- Spot silver hit a 2-year low of $18.132 on July 14
- Silver also in bear market, losing 20% on the year
- Charts suggest a turnaround from here to $19 and, eventually, $20
After almost four months in the red, silver has had its worst crash since the pandemic, hitting a two-year low in the $18-an-ounce range on July 14.
But is that the bottom?
Charts for the spot price of silver suggest it may be for now, with longs eyeing a return to $19 and, eventually, $20.
Charts by skcharting.com with data powered by Investing.com
But silver’s plunge into a bear market—compared with the drop of just 7% in gold—also raises questions on how the relative fortunes of the two have gapped this much when they are usually just a few percent apart.
Since its March peak of above $26 an ounce that came on the back of the big commodities rally triggered by Russia’s invasion of Ukraine, silver has slid steadily each month; losing 8% in April; 5% in May; 6% in June, and 7% so far for July.
Uncertainty in industrial demand for silver amid growing fears of a recession in the United States is responsible for much of that.
More than 50% of silver’s demand originates from industrial use. As a malleable metal, it is just as good as gold for jewelry making. It is also a good conductor of electricity and used extensively in the manufacture of electronics components.
The transition to clean energy had also been expected to drive physical demand for silver, particularly for connections in electric vehicles and for components within solar panels. The rollout of fifth generation (5G) telecom networks was seen as another substantial source of demand.
But last week’s tumble to a July 2020 low of $18.132 for spot silver also came on the back of a two-decade high in the dollar, which acts as contrarian trade to most precious metals, particularly gold.
The dollar has been on a tear over the past year as the Federal Reserve embarks on its most aggressive rate hikes in a generation to tame inflation raging at 40-year highs due to trillions of dollars of aid and other stimulus extended during the pandemic.
The Dollar Index, pitted against six major currencies, has declined in just three of the past 12 months and is up more than 11% this year.
Gold hit a 11-month low of $1,695 last week, responding to the runaway dollar, which has just started retreating in the past three sessions.
Silver’s prior high before the Ukraine war was $30.075, reached on Feb 1, 2021.
Markets chartist Christian Valencia said in a blog on FXStreet that spot silver was still in a downward bias, though the Relative Strength Index at 31 had exited oversold conditions and could open the door for a test of $19.40.
“However, silver traders would first need to reclaim $19 if they aim to increase prices.”
Michael Boutros, who blogs on precious metals at DailyFX, said rallies in silver should be capped by a monthly open at $20.28.

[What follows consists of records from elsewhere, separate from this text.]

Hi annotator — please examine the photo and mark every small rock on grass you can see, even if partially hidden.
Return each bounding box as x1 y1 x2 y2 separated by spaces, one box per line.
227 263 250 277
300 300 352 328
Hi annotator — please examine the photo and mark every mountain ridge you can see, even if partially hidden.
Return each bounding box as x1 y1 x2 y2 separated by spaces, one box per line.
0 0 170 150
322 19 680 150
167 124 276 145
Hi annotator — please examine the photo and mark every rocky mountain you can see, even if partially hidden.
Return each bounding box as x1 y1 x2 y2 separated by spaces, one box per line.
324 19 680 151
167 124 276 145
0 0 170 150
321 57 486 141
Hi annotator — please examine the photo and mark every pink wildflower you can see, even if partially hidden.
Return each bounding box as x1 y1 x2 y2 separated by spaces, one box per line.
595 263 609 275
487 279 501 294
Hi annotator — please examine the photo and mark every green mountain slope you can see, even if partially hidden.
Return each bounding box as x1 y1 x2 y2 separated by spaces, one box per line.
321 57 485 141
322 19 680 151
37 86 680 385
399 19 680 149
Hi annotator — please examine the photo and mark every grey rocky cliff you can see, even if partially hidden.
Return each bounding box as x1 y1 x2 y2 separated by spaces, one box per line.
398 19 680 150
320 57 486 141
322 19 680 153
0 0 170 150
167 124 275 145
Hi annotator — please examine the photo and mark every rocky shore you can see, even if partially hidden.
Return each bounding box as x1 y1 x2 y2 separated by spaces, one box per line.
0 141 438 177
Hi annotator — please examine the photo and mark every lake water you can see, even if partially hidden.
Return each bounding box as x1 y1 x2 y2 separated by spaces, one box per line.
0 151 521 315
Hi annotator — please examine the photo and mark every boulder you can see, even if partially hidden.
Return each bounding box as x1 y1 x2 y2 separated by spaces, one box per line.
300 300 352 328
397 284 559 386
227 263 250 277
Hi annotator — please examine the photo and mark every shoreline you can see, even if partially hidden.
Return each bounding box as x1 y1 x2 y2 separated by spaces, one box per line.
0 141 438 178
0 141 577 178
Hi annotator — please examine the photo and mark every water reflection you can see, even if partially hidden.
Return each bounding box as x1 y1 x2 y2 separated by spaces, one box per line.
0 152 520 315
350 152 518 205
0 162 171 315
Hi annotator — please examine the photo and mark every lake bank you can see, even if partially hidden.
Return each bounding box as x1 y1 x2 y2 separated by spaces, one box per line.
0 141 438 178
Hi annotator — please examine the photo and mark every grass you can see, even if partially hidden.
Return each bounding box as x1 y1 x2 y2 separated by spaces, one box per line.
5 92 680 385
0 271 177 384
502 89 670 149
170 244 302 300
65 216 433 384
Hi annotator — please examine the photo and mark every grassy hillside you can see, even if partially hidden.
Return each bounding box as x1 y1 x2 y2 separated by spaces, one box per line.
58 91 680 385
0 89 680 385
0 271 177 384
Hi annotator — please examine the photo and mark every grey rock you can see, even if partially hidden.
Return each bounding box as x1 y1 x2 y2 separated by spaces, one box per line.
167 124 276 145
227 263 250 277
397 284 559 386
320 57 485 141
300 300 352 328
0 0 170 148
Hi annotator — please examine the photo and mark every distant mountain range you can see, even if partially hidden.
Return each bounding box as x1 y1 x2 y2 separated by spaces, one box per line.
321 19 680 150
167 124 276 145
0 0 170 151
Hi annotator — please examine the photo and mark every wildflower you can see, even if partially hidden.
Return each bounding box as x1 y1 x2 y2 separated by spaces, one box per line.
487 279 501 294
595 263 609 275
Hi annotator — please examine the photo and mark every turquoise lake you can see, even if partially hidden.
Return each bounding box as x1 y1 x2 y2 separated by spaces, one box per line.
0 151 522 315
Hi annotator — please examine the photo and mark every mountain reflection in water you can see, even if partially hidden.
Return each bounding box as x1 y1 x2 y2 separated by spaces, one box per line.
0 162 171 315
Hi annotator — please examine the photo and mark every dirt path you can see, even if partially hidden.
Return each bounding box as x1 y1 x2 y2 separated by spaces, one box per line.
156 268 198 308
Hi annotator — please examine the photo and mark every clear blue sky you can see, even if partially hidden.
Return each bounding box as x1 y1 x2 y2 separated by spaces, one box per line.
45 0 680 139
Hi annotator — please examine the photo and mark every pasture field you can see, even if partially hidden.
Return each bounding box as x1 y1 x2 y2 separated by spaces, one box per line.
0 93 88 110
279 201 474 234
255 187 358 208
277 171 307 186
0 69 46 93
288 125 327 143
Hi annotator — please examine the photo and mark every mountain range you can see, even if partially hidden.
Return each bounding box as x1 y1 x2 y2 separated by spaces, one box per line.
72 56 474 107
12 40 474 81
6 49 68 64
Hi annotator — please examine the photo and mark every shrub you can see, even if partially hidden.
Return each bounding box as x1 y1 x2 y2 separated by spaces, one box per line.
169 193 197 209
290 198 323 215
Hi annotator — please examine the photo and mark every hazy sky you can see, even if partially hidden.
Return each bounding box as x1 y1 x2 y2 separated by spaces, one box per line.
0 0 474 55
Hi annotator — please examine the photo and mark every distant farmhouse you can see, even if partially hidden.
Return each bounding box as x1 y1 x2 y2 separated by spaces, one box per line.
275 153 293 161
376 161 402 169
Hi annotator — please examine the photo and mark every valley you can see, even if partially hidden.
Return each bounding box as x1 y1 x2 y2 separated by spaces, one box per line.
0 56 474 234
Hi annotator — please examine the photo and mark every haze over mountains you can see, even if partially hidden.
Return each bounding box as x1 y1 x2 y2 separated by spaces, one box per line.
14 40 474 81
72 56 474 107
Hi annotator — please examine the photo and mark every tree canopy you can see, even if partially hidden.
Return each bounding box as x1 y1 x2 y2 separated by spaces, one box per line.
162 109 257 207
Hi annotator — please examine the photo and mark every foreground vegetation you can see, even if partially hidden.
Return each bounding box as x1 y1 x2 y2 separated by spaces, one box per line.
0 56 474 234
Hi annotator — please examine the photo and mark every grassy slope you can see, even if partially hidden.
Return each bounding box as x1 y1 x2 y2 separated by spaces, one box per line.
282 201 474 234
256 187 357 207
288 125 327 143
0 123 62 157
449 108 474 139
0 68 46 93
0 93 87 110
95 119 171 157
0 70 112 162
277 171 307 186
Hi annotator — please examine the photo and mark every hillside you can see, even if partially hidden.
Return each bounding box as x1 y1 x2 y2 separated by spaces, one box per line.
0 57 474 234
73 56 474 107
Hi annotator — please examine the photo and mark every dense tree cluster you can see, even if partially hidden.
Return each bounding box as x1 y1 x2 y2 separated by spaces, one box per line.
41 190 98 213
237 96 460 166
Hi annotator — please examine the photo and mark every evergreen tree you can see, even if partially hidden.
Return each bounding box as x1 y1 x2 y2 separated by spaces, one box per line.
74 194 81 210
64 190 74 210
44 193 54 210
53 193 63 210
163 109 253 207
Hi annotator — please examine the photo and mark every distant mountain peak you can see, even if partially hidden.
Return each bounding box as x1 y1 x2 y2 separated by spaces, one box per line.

Sunil Kumar Dixit, chief technical strategist at skcharting.com, said silver on its present track might not dip beyond $17.90.
He added:
“The positive side of straight seven weeks of a correctional wave is that silver is in oversold conditions with weekly stochastic readings of 7/6 and monthly stochastic readings of 6/6 that call for a technical rebound in the near term.”
He said a weekly close above the 5-week Exponential Moving Average of $19.50 should set up a target for the 200-week Simple Moving Average of $20.50 and eventual demand zones at $21.40-$21.60.
“Beyond these, robust industrial demand would help lift silver over this obstacle zone for higher targets at the 50-week EMA of $22.80.”
Disclaimer: Barani Krishnan uses a range of views outside his own to bring diversity to his analysis of any market. For neutrality, he sometimes presents contrarian views and market variables. He does not hold a position in the commodities and securities he writes about.